It took three days to pump millions of litres of water out of the dam, after Rajesh Vishwas dropped the device while taking a selfie.
By the time it was found, the phone was too water-logged to work.
Vishwas claimed it contained sensitive government data and needed retrieving, but he has been accused of misusing his position.
The food inspector dropped his Samsung phone, worth about 100,000 rupees (NZ$2000), into Kherkatta Dam, in the central Indian state of Chhattisgarh, on Sunday.
After local divers failed to find it, he paid for a diesel pump to be brought in, Vishwas said in a video statement quoted in Indian media.
He said he had verbal permission from an official to drain "some water into a nearby canal", adding that the official said it "would in fact benefit the farmers who would have more water".

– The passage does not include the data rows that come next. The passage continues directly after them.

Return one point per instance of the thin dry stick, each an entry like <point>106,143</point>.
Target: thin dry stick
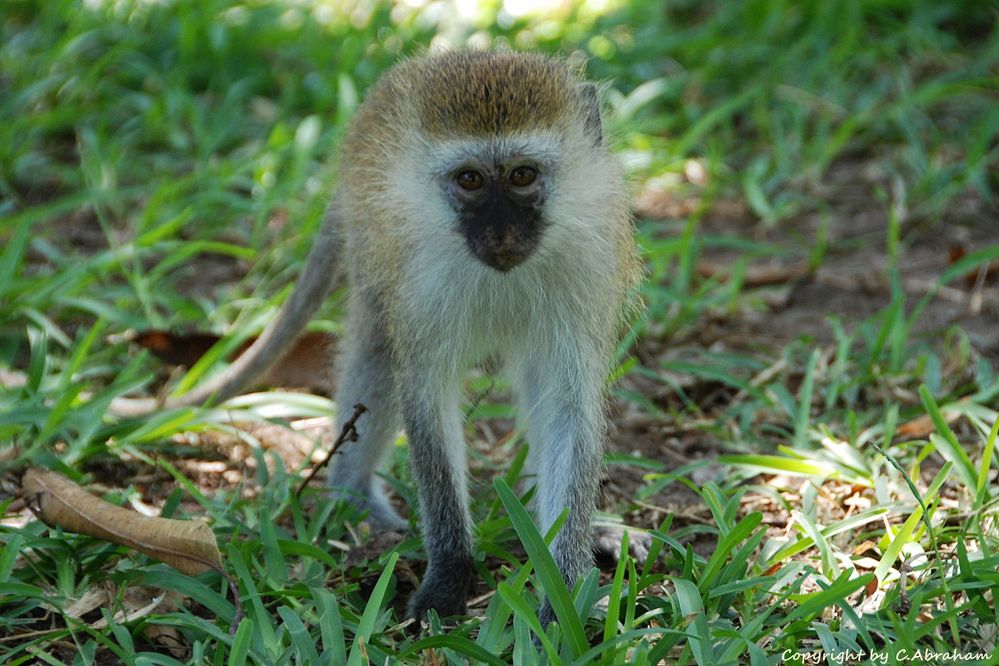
<point>347,434</point>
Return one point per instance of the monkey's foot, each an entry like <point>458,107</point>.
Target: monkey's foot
<point>607,544</point>
<point>446,591</point>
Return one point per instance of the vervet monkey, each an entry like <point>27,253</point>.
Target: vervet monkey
<point>479,213</point>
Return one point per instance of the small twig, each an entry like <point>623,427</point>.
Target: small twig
<point>347,434</point>
<point>238,617</point>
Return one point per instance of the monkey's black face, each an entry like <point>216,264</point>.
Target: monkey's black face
<point>499,208</point>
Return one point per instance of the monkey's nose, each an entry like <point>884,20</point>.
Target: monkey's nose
<point>503,261</point>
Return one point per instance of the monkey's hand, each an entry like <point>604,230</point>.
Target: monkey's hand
<point>607,545</point>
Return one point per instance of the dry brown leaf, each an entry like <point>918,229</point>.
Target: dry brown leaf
<point>306,365</point>
<point>187,545</point>
<point>921,426</point>
<point>765,275</point>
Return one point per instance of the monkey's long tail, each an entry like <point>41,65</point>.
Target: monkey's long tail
<point>311,288</point>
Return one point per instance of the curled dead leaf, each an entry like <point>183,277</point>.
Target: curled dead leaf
<point>187,545</point>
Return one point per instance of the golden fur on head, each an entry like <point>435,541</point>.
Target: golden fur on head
<point>466,92</point>
<point>476,93</point>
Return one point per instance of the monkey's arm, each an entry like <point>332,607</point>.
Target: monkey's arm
<point>311,288</point>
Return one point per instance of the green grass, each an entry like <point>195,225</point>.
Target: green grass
<point>164,165</point>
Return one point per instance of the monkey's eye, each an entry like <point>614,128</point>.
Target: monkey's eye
<point>470,180</point>
<point>523,176</point>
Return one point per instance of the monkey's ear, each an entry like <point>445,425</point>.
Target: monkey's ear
<point>591,108</point>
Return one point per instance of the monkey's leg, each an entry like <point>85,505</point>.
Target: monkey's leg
<point>437,458</point>
<point>566,428</point>
<point>365,376</point>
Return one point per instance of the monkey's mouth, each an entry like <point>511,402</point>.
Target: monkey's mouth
<point>502,261</point>
<point>502,253</point>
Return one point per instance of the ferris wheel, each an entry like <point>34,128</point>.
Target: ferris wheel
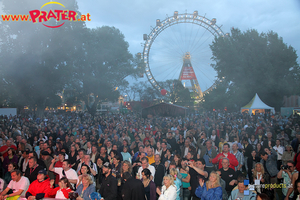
<point>178,46</point>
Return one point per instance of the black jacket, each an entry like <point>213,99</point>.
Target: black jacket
<point>108,189</point>
<point>34,172</point>
<point>159,173</point>
<point>133,189</point>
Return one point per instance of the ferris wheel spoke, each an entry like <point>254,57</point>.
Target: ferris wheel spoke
<point>199,46</point>
<point>168,74</point>
<point>169,43</point>
<point>197,39</point>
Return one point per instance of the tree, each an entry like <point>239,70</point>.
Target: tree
<point>178,93</point>
<point>36,60</point>
<point>103,66</point>
<point>249,63</point>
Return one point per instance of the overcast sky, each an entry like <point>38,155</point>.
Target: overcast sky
<point>135,17</point>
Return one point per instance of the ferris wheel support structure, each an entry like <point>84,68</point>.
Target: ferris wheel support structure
<point>209,25</point>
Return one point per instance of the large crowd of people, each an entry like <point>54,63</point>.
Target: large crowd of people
<point>212,155</point>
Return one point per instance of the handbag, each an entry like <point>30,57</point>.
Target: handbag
<point>95,196</point>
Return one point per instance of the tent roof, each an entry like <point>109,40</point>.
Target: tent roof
<point>169,104</point>
<point>257,103</point>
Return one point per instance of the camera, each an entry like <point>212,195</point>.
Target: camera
<point>285,167</point>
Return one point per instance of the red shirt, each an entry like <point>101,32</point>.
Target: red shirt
<point>3,148</point>
<point>57,164</point>
<point>232,160</point>
<point>37,187</point>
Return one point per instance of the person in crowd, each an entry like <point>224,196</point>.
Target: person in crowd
<point>11,167</point>
<point>297,159</point>
<point>168,155</point>
<point>80,160</point>
<point>211,189</point>
<point>239,192</point>
<point>39,188</point>
<point>228,175</point>
<point>108,189</point>
<point>23,161</point>
<point>239,156</point>
<point>99,176</point>
<point>85,169</point>
<point>289,176</point>
<point>269,161</point>
<point>296,190</point>
<point>145,164</point>
<point>186,186</point>
<point>125,154</point>
<point>47,160</point>
<point>65,171</point>
<point>251,164</point>
<point>279,150</point>
<point>160,171</point>
<point>269,141</point>
<point>259,149</point>
<point>103,153</point>
<point>150,155</point>
<point>288,154</point>
<point>196,171</point>
<point>10,158</point>
<point>116,166</point>
<point>149,185</point>
<point>8,145</point>
<point>177,160</point>
<point>33,169</point>
<point>133,189</point>
<point>62,191</point>
<point>73,155</point>
<point>225,154</point>
<point>177,182</point>
<point>169,190</point>
<point>246,151</point>
<point>92,166</point>
<point>19,185</point>
<point>126,167</point>
<point>260,176</point>
<point>158,149</point>
<point>253,141</point>
<point>208,152</point>
<point>283,138</point>
<point>295,142</point>
<point>85,188</point>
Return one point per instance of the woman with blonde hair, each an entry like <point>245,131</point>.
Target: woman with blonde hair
<point>177,182</point>
<point>168,190</point>
<point>288,154</point>
<point>259,174</point>
<point>211,189</point>
<point>126,167</point>
<point>86,188</point>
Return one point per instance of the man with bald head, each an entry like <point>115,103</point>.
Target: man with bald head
<point>228,175</point>
<point>5,148</point>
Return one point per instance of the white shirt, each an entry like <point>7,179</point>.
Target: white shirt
<point>279,151</point>
<point>168,194</point>
<point>70,174</point>
<point>22,184</point>
<point>152,170</point>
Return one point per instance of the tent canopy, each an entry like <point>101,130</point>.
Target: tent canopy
<point>256,104</point>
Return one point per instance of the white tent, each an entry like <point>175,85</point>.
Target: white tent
<point>256,105</point>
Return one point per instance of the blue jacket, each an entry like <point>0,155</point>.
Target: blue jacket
<point>251,196</point>
<point>86,193</point>
<point>271,163</point>
<point>211,194</point>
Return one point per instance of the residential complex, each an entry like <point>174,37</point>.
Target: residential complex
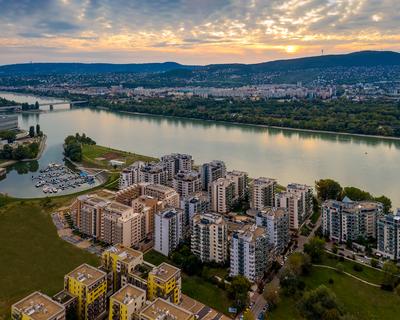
<point>276,223</point>
<point>168,230</point>
<point>262,193</point>
<point>388,236</point>
<point>187,183</point>
<point>89,285</point>
<point>209,238</point>
<point>250,253</point>
<point>165,282</point>
<point>348,220</point>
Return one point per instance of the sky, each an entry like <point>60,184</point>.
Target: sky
<point>193,31</point>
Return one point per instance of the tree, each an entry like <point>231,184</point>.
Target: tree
<point>271,294</point>
<point>31,131</point>
<point>315,249</point>
<point>387,203</point>
<point>320,303</point>
<point>328,189</point>
<point>390,275</point>
<point>238,291</point>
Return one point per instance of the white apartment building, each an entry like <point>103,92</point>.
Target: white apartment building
<point>276,223</point>
<point>192,205</point>
<point>250,253</point>
<point>176,162</point>
<point>347,220</point>
<point>212,171</point>
<point>262,193</point>
<point>240,180</point>
<point>388,236</point>
<point>187,183</point>
<point>222,195</point>
<point>168,230</point>
<point>209,238</point>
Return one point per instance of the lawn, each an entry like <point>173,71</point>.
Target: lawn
<point>364,302</point>
<point>99,156</point>
<point>33,257</point>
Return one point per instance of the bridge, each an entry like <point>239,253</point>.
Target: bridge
<point>50,105</point>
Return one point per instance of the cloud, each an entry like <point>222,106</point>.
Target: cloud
<point>250,30</point>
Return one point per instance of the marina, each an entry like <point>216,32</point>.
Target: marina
<point>57,177</point>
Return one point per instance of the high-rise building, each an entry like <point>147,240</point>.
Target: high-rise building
<point>191,205</point>
<point>222,195</point>
<point>167,195</point>
<point>262,193</point>
<point>161,309</point>
<point>276,223</point>
<point>176,162</point>
<point>121,261</point>
<point>388,236</point>
<point>168,230</point>
<point>209,238</point>
<point>250,253</point>
<point>37,306</point>
<point>187,183</point>
<point>240,180</point>
<point>165,282</point>
<point>348,220</point>
<point>212,171</point>
<point>89,285</point>
<point>127,303</point>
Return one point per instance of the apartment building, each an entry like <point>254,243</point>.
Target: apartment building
<point>212,171</point>
<point>121,261</point>
<point>191,205</point>
<point>167,195</point>
<point>347,220</point>
<point>187,183</point>
<point>176,162</point>
<point>262,193</point>
<point>126,303</point>
<point>209,238</point>
<point>37,306</point>
<point>89,285</point>
<point>276,223</point>
<point>239,178</point>
<point>388,236</point>
<point>250,253</point>
<point>168,230</point>
<point>165,282</point>
<point>160,309</point>
<point>222,195</point>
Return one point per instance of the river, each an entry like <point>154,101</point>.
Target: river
<point>369,163</point>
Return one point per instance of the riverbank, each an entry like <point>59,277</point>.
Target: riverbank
<point>393,138</point>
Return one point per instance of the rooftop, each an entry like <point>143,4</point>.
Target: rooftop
<point>39,306</point>
<point>128,294</point>
<point>165,271</point>
<point>86,274</point>
<point>160,309</point>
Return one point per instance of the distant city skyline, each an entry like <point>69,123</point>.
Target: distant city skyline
<point>193,32</point>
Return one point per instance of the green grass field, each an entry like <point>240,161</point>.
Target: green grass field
<point>91,155</point>
<point>363,301</point>
<point>33,257</point>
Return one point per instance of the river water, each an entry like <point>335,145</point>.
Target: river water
<point>372,164</point>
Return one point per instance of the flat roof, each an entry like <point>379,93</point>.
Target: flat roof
<point>39,306</point>
<point>160,309</point>
<point>127,294</point>
<point>86,274</point>
<point>165,271</point>
<point>124,253</point>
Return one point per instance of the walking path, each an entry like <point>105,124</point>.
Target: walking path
<point>348,274</point>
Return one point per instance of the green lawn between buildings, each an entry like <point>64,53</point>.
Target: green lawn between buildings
<point>363,301</point>
<point>92,153</point>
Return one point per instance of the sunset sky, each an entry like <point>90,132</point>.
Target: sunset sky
<point>193,31</point>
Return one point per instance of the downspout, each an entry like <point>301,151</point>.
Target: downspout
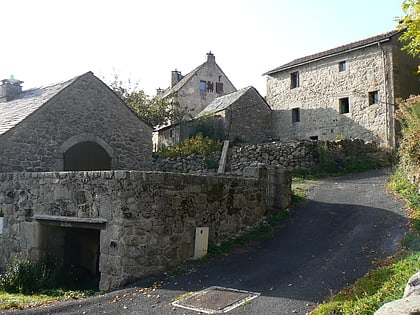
<point>387,108</point>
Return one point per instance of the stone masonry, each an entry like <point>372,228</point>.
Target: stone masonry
<point>147,220</point>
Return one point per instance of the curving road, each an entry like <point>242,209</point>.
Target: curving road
<point>347,224</point>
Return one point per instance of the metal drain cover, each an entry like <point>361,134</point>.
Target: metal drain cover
<point>215,300</point>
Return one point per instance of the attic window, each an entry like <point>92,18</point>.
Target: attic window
<point>344,105</point>
<point>373,97</point>
<point>203,85</point>
<point>294,80</point>
<point>295,115</point>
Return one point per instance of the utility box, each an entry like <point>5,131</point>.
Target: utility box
<point>201,242</point>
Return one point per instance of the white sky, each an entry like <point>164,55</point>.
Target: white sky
<point>46,41</point>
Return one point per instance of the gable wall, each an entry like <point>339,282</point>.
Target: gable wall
<point>321,87</point>
<point>248,119</point>
<point>190,95</point>
<point>87,107</point>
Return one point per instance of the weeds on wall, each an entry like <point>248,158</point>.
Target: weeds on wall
<point>198,144</point>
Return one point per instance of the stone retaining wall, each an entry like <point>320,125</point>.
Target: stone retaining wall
<point>147,220</point>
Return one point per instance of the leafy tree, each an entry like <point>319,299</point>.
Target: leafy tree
<point>155,111</point>
<point>410,23</point>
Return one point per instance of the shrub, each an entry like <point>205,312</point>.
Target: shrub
<point>24,276</point>
<point>199,144</point>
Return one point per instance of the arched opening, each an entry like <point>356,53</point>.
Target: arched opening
<point>86,156</point>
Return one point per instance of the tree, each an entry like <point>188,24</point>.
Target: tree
<point>155,111</point>
<point>410,23</point>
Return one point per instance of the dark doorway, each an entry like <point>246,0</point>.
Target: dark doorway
<point>81,257</point>
<point>86,156</point>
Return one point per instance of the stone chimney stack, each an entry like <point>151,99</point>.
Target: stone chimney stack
<point>211,57</point>
<point>10,89</point>
<point>176,76</point>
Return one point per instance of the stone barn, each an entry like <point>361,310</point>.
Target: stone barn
<point>79,124</point>
<point>76,125</point>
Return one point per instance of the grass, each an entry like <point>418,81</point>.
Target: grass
<point>388,282</point>
<point>21,301</point>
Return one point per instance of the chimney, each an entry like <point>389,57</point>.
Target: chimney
<point>176,76</point>
<point>10,89</point>
<point>211,57</point>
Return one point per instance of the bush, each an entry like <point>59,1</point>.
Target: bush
<point>24,276</point>
<point>199,144</point>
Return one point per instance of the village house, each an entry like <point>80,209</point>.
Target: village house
<point>198,88</point>
<point>226,117</point>
<point>79,124</point>
<point>349,91</point>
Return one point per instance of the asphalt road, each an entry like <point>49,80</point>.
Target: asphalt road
<point>347,225</point>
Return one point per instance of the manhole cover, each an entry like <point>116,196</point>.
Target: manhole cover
<point>215,300</point>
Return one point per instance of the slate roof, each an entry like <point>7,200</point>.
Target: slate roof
<point>335,51</point>
<point>15,111</point>
<point>223,102</point>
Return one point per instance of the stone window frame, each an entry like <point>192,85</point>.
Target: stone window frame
<point>203,86</point>
<point>294,80</point>
<point>344,105</point>
<point>373,97</point>
<point>295,115</point>
<point>82,137</point>
<point>342,66</point>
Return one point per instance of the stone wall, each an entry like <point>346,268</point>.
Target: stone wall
<point>287,155</point>
<point>86,110</point>
<point>377,68</point>
<point>147,220</point>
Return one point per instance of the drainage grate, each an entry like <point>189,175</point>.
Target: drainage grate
<point>215,300</point>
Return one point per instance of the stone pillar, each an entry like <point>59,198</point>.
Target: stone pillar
<point>279,189</point>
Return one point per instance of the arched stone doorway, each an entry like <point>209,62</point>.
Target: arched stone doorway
<point>86,156</point>
<point>84,152</point>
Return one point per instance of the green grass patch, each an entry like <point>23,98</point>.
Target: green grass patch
<point>22,301</point>
<point>372,291</point>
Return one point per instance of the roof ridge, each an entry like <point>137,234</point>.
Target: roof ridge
<point>338,49</point>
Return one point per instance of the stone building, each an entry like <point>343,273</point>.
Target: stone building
<point>227,117</point>
<point>79,124</point>
<point>349,91</point>
<point>198,88</point>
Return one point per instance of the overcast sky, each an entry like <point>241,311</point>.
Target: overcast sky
<point>43,41</point>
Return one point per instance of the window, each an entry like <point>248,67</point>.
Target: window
<point>294,80</point>
<point>344,105</point>
<point>295,115</point>
<point>203,85</point>
<point>373,97</point>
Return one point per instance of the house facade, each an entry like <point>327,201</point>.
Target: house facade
<point>79,124</point>
<point>198,88</point>
<point>226,117</point>
<point>349,91</point>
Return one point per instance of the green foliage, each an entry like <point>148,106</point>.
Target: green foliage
<point>372,291</point>
<point>198,144</point>
<point>339,158</point>
<point>408,115</point>
<point>410,23</point>
<point>24,276</point>
<point>155,111</point>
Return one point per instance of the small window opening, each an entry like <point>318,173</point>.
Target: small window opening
<point>373,97</point>
<point>344,105</point>
<point>295,115</point>
<point>203,85</point>
<point>294,80</point>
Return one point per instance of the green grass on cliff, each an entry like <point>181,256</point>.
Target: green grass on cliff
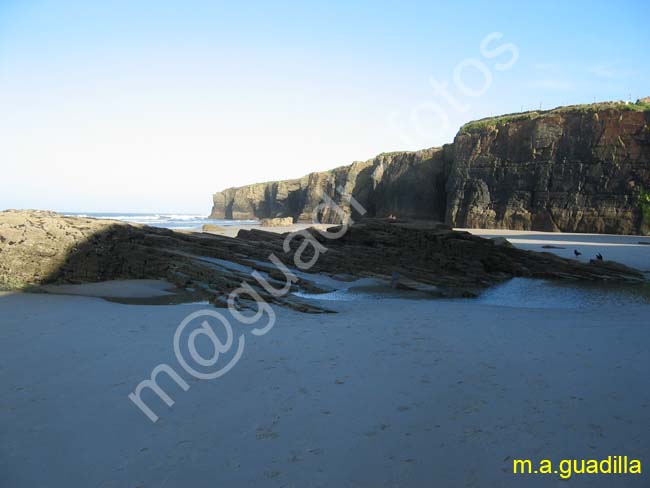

The pump ran for several days, emptying out roughly two million litres of water - reportedly enough to irrigate 600 hectares of farmland.
His mission was stopped when another official, from the water resource department, arrived following a complaint.
"He has been suspended until an inquiry. Water is an essential resource and it cannot be wasted like this," Priyanka Shukla, a Kanker district official, told The National newspaper.
Vishwas has denied misusing his position, and said that the water he drained was from the overflow section of the dam and "not in usable condition".
But his actions have drawn criticism from politicians, with the state's opposition BJP party's national vice-president tweeting: "When people are depending upon tankers for water facility in in scorching summers, the officer has drained 41 lakh litres which could have been used for irrigation purpose for 1500 acres of land."